2.5. Antioxidant Capacity Using ABTS+ Method
The antioxidant activity was determined using ABTS+ (2,2 azino-bis (3-ethyl- benzothiazoline-6-sulfonic acid)) radical cation method which previously des- cribed by Rossini et al. [28] and Pieniz et al. [24] . ABTS+ was produced by reacting ABTS stock solution with potassium persulfate (2.45 mM) (final concentration) and allowing the mixture to stand at room temperature for 16 h before use.
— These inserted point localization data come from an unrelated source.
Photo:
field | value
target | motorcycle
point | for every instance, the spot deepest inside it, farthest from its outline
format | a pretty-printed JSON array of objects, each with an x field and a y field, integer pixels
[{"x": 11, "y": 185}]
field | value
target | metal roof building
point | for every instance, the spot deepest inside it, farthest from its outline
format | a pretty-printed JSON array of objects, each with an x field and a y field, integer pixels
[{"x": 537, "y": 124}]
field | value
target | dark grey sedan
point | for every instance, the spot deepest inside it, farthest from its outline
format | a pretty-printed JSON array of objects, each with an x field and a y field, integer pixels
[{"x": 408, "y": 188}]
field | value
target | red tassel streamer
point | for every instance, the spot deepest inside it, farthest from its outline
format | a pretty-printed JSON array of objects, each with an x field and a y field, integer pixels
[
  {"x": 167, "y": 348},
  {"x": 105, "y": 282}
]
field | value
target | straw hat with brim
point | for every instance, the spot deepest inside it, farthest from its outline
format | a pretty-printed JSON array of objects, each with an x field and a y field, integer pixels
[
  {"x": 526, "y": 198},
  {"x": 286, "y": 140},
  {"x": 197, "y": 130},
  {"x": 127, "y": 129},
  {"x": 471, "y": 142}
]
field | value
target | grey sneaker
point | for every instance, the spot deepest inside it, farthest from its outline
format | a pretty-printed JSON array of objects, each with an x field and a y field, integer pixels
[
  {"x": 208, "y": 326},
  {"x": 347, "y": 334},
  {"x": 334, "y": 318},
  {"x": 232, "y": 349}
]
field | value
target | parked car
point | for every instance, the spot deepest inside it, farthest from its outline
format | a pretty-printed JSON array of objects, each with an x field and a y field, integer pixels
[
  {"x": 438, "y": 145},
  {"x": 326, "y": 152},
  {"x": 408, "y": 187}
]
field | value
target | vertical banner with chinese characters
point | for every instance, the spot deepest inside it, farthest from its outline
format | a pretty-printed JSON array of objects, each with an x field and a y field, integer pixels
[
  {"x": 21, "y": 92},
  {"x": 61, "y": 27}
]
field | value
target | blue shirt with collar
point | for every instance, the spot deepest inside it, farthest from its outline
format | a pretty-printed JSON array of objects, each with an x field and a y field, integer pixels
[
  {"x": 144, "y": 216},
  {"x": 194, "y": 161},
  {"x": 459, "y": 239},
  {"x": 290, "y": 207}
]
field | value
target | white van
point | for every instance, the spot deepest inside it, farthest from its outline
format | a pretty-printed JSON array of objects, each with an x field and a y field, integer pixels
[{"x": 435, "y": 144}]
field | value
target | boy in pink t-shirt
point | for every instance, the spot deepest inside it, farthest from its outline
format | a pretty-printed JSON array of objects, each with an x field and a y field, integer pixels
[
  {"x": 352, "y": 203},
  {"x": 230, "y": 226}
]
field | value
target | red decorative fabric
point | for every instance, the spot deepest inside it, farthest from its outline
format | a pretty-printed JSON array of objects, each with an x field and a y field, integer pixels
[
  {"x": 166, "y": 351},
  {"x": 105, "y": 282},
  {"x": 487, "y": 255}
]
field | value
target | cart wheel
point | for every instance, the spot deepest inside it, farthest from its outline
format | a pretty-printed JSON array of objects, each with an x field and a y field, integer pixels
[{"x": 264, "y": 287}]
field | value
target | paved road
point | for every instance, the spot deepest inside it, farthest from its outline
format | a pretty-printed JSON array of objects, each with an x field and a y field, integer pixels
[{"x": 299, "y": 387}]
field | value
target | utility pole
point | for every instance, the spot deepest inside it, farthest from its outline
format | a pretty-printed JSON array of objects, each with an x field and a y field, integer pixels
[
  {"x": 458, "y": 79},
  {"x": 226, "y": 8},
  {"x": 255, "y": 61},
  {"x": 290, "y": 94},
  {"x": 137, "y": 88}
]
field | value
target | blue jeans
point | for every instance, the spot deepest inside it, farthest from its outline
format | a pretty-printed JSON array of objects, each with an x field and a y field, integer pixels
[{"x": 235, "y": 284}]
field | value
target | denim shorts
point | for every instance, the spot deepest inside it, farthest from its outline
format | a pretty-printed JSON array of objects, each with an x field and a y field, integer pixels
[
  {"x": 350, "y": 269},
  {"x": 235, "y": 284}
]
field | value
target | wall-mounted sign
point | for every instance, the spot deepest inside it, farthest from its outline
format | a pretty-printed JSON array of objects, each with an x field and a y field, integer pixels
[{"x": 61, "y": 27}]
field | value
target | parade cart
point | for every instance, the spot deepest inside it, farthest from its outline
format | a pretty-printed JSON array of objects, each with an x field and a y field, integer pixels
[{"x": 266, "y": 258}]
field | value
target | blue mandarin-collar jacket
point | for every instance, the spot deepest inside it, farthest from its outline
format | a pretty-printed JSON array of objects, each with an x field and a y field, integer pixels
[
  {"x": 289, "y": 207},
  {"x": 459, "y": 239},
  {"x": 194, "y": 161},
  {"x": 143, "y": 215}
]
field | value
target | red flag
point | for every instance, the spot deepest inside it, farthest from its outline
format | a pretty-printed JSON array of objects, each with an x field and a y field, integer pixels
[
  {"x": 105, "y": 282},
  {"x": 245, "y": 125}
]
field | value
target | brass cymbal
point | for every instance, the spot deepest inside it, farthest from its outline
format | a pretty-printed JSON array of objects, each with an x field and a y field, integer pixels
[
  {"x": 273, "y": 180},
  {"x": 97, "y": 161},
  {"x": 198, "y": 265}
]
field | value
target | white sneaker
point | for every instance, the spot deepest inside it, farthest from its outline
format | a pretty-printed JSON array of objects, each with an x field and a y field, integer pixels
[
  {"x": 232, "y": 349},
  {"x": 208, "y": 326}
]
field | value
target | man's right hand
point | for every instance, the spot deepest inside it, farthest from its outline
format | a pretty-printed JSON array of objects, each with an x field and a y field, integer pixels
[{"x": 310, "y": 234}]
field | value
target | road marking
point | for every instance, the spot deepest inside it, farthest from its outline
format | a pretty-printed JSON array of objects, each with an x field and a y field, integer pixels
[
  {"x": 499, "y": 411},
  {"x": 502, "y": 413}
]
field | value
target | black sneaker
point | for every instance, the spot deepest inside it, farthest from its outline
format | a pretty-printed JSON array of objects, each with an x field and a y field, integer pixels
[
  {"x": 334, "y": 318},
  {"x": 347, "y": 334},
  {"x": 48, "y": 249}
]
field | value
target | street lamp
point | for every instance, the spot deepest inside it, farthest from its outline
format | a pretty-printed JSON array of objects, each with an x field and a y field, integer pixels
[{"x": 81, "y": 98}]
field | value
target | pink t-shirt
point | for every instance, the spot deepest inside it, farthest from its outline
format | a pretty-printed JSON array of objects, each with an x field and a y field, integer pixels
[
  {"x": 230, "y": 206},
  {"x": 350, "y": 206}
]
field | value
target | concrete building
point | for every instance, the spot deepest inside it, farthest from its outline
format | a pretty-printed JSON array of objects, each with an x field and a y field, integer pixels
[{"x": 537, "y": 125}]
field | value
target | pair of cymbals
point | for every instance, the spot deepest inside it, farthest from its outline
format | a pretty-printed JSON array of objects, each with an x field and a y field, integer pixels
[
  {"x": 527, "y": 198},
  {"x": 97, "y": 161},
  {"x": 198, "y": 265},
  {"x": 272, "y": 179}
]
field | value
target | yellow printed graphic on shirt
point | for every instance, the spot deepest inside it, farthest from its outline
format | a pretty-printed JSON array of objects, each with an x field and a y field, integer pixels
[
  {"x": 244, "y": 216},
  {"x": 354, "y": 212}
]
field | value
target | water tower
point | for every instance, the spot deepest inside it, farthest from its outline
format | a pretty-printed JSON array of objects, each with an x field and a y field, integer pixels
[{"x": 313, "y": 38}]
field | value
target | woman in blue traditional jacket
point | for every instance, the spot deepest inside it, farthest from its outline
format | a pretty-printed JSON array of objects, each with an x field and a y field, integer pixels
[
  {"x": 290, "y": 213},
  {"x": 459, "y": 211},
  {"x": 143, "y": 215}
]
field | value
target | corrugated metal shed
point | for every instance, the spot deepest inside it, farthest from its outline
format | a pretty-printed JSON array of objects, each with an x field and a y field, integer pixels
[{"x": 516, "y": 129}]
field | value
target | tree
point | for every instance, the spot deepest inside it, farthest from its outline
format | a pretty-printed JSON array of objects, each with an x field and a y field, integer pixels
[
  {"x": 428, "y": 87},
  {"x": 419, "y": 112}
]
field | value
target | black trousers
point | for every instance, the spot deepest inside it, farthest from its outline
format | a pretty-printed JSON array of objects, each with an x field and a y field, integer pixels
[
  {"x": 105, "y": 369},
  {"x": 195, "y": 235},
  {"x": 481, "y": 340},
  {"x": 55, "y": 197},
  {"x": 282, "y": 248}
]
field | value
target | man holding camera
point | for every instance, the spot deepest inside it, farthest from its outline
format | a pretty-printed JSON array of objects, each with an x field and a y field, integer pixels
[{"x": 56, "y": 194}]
This radical was dissolved in water (7 mM). After that, the solution was used for a maximum of three days. Before anlyse, ABTS+ solution was diluted with ethanol, to an absorbance of 0.700 - 0.020 at 734 nm.. Ascorbic acid was used as the standard in the range between 0 - 9 mg/ml. After addition of 10 ml of each sample (or standards) in 1 ml of ABTS+ solution, the absorbance was determined for 5 min. In another hand, ultrapure water was used as control. The percentage (%) inhibition of absorbance at 734 nm was deterined using ascorbic acid standard curve.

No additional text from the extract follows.